6 March 2023
About the research project
Health economic evaluations provide information that support resource allocation decisions. Cost data is one of the key components and precise and reliable cost estimates form the foundation of the outcomes. Despite the importance of cost estimates, the inclusion and quality of these estimates are frequently lacking and seldom addressed in the literature.
While many studies have moved to using linked administrative data to improve accuracy, there are several cost components that cannot be collected from this source including costs such as non-prescription medicines, and costs borne by society such as productivity losses. Cost diaries – based on self-reported resource use and associated costs - are frequently used to supplement cost data. Many of the health economic evaluations conducted by the Menzies health economics department use cost diaries.
Whilst cost diaries have been widely used, there are several limitations of these, including missing data, excessive participant burden and recall bias. To date, despite their common and deficiencies, no study has quantified the quality of the data from cost diaries, evaluated the deficiencies or methods to improve the usefulness and accuracy of data collected in this way. As such the aims of this PhD project are to:
- Identify methodological approaches to the development and use of cost diaries;
- Assess the accuracy of data collected in cost diaries; and
- Co-design a cost diary template
To address aim 1, a systematic review will be conducted to summarise the content, domains, structure and delivery approaches, along with response rates.

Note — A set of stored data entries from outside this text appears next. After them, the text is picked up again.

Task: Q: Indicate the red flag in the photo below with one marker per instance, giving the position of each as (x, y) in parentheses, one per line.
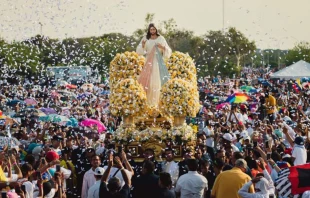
(300, 178)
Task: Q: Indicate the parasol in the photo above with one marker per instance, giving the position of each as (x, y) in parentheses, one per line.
(30, 101)
(48, 111)
(92, 122)
(237, 98)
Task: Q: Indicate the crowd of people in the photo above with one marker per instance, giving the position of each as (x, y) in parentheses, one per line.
(240, 148)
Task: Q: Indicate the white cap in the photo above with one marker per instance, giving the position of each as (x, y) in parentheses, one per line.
(99, 171)
(244, 134)
(228, 137)
(286, 156)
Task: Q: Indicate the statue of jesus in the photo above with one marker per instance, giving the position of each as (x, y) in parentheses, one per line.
(155, 72)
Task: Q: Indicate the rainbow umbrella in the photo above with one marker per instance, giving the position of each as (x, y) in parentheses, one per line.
(237, 98)
(222, 105)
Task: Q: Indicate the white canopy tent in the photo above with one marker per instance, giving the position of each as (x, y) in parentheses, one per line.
(297, 70)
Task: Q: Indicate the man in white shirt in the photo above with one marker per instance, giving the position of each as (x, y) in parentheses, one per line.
(89, 178)
(27, 171)
(93, 191)
(170, 166)
(299, 153)
(234, 116)
(191, 184)
(116, 172)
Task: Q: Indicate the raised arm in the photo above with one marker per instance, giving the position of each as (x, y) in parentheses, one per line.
(125, 161)
(107, 172)
(124, 174)
(141, 47)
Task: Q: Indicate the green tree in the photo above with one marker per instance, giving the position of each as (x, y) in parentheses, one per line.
(240, 46)
(300, 52)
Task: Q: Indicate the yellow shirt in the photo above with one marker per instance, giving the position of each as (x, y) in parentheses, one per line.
(2, 176)
(270, 103)
(228, 183)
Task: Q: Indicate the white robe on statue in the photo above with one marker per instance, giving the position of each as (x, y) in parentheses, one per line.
(154, 85)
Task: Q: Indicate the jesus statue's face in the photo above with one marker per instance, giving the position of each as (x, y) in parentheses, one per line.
(153, 30)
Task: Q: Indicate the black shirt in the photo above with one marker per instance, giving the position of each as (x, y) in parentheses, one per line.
(165, 193)
(123, 193)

For aim 2, the accuracy of cost diary data will be evaluated through triangulation of three Menzies-based datasets that use cost diaries linked to administrative datasets: the Australian Multiple Sclerosis Longitudinal Study (AMSLS), Quality of LifE and Costs AssociaTed with Idiopathic Pulmonary Fibrosis Study (QUIET-IPF) and the Epidemiology and Health Economic Aspects of Myalgic Encephalomyelitis/Chronic Fatigue Syndrome (ANCHOR Project) datasets.
For aim 3, the evidence generated from the two previous studies.
Primary SupervisorMeet Dr Barbara de Graaff
Applicants will be considered for a Research Training Program (RTP) scholarship or Tasmania Graduate Research Scholarship (TGRS) which, if successful, provides:
- a living allowance stipend of $28,854 per annum (2022 rate, indexed annually) for 3.5 years
- a relocation allowance of up to $2,000
- a tuition fees offset covering the cost of tuition fees for up to four years (domestic applicants only)
If successful, international applicants will receive a University of Tasmania Fees Offset for up to four years.
As part of the application process you may indicate if you do not wish to be considered for scholarship funding.
Applicants should review the Higher Degree by Research minimum entry requirements.
Additional eligibility criteria specific to this project/scholarship:
- Applicants must be able to undertake the project on-campus
The project is competitively assessed and awarded. Selection is based on academic merit and suitability to the project as determined by the College.
Additional essential selection criteria specific to this project:
- Background in health economics and/or public health
There is a three-step application process:
- Select your project, and check you meet the eligibility and selection criteria;
- Contact the Primary Supervisor, Dr Barbara de Graaff l to discuss your suitability and the project's requirements; and
- Submit an application by the closing date listed above.
- Copy and paste the title of the project from this advertisement into your application. If you don’t correctly do this your application may be rejected.
- As part of your application, you will be required to submit a covering letter, a CV including 2 x referees and your project research proposal.
Following the application closing date applications will be assessed within the College. Applicants should expect to receive notification of the outcome by email by the advertised outcome date.